Кресты угрюмыми стенами соответствовали общему анемично-зимнему состоянию города. А уж памятник Петру I работы Шемякина – с маленькой головкой и широченными плечами, в кресле, к которому как бы собираются нити невидимой паутины, опутывающей весь город, – возводил тотальную мрачность в квадрат, если не в куб. Отдав должное шемякинскому гению, способному веселого человека превратить в ипохондрика, а ипохондрика – от обратного – заставить нервно развеселиться, Галя вступила в пределы крепости Крестов.
Тимур Авдеев выглядел немногим оптимистичнее, чем монстр шемякинской работы. Голова у него была такая же маленькая, плечи – такие же широкие. И разговаривать с ним было также бесполезно, как обращаться к статуе. Гале с трудом верилось, что она видит перед собой учащегося питерской высшей юридической школы. Как он сдавал экзамены, получал отметки на семинарах? Неужели молча?
– Тимур, а вы на каком курсе учитесь? – спросила Галя из чисто житейского любопытства, которое частенько выступало в роли ее главного козыря.
Тимур зашевелился. Что-то на него подействовало: то ли доброжелательный тон вопроса, то ли обращение на «вы». А может, просто всем предыдущим следователям было наплевать, на каком курсе учится (учился?) человек, которого поймали на месте преступления с зачехленным топориком в руках.
– На четвертом, – нехотя буркнул он. – Там написано.
– Криминалистику уже сдавали?
– Это насчет улик, вы имеете в виду? Сдавали. Так что я отлично понимаю: на основании улик вы меня засадить можете. И должны. Так сажайте, чего вы еще хотите?
– Разобраться.
– Нечего здесь разбираться. – Тимур Авдеев снова замкнулся в молчании.
– А последнюю зимнюю сессию вы сдавали? Молчание не прерывалось.
– А какие предметы у вас в высшей юридической проходят на четвертом курсе?
– Послушайте, отвяжитесь! – вспылил Тимур. – Вы что, разжалобить меня хотите? На откровенность вызываете? Не буду я говорить об учебе! Что, схавали? Не буду!

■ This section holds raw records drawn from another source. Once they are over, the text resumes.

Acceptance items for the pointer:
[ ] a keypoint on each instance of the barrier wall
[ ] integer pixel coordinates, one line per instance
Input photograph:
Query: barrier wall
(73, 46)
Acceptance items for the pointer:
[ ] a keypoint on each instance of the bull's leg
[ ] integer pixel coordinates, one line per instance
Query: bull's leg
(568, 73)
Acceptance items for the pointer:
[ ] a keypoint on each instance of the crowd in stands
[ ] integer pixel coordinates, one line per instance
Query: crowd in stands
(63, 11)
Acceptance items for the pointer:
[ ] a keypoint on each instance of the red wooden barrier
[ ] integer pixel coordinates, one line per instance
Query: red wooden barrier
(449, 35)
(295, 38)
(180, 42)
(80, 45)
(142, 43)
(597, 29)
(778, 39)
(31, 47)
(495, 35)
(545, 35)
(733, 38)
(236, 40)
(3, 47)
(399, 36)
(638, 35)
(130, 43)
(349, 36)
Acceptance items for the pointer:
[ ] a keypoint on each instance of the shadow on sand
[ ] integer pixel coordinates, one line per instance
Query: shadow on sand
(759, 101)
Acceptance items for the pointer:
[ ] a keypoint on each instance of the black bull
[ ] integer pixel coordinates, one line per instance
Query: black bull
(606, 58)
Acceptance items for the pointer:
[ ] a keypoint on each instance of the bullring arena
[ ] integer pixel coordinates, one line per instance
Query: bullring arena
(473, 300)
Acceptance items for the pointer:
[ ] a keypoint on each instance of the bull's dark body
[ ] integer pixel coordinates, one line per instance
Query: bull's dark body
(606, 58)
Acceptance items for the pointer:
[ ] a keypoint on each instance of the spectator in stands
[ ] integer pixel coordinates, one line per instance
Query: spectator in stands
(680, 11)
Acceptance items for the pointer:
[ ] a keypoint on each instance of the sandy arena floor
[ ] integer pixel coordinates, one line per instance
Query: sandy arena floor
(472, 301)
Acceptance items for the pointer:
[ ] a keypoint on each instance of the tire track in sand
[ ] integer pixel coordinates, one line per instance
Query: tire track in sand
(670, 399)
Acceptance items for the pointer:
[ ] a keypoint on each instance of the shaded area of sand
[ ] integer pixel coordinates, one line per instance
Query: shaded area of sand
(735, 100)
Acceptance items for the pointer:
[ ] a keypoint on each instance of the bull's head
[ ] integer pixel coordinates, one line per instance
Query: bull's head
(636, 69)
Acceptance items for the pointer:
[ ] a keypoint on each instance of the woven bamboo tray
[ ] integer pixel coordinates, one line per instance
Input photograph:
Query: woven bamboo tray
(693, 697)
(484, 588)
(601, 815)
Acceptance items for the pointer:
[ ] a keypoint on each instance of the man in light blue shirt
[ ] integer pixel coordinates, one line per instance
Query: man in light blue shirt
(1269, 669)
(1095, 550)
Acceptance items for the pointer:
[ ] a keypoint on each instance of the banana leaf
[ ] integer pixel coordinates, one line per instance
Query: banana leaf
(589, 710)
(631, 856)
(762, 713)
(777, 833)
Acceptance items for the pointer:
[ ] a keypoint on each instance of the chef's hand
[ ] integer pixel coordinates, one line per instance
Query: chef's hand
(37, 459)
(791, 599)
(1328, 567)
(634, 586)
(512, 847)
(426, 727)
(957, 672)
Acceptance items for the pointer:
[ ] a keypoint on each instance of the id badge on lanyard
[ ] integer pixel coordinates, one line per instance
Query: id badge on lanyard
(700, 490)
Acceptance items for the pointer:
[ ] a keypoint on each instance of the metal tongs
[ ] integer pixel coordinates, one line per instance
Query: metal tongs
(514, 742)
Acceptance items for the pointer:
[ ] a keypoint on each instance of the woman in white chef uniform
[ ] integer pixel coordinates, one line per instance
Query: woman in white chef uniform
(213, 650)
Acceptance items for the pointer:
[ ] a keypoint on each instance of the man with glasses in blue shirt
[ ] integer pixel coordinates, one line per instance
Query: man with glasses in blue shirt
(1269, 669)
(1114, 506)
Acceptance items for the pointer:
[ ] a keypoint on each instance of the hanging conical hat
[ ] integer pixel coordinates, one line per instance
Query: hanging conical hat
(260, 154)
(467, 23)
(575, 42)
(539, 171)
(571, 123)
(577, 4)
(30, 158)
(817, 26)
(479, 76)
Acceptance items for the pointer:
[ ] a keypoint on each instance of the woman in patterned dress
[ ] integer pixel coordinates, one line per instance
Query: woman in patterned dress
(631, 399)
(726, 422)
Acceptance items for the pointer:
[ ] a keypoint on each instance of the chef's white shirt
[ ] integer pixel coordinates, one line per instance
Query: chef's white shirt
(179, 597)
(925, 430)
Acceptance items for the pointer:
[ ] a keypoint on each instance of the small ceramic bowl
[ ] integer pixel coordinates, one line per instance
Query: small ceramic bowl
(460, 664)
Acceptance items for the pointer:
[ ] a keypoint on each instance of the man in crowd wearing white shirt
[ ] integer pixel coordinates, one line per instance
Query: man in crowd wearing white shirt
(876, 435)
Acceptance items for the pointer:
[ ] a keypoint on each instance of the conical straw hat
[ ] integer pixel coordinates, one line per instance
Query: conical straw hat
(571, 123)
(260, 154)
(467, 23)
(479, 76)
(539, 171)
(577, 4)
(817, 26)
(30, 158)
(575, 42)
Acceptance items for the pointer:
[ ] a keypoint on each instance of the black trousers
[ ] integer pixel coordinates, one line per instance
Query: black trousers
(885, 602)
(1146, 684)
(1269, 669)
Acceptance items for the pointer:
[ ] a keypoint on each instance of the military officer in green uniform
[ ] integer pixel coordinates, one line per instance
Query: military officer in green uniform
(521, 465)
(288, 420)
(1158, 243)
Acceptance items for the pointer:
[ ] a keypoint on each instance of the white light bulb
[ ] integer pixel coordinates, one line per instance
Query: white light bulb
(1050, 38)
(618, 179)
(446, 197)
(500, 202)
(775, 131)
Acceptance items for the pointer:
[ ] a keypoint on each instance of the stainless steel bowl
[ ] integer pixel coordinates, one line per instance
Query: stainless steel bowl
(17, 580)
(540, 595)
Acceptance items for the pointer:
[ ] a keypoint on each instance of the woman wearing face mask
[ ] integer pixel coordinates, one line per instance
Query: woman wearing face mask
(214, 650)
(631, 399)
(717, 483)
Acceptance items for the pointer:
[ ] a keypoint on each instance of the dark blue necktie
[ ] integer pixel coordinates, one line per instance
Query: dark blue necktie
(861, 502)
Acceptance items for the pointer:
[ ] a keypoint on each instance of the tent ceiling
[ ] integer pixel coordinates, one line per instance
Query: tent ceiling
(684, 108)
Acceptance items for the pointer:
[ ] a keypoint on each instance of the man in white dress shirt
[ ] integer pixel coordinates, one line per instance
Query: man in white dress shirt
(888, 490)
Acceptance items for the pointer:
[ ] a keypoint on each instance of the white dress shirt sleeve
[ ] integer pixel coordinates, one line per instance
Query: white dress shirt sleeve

– Если учеба – запретная тема, поговорим о чем-нибудь другом. – Галя оставалась воплощенным терпением. – Что заставило вас совершить покушение на жизнь частного предпринимателя Ефимкова?
– Так просто. Не знаю. Не нравился он мне.
– Чем не нравился, Тимур? Молчание.
– А вообще люди вам нравятся? Молчание.
– Тимур, а Тимур! Кто-нибудь на свете из людей вам нравится?
Молчание.
– Что, разве у вас никогда не было друзей? Упоминание о друзьях подействовало на Авдеева своеобразно: он скривился, будто собирался заплакать, и боязливо посмотрел на капитана Романову. Это выражение длилось каких-нибудь несколько секунд, но не ускользнуло от Гали, которая была по-женски чувствительна к телесным выражениям эмоций.
– Неужели в высшей юридической школе вы совсем ни с кем не дружили? – дожимала Галя тему, которая Тимуру Авдееву почему-то крайне не нравилась. – С однокурсниками? С товарищами по группе?
– Ну, так, по-разному, – неопределенно буркнул Тимур, снова замыкаясь в себе. – Хватит со мной душеспасительные беседы вести!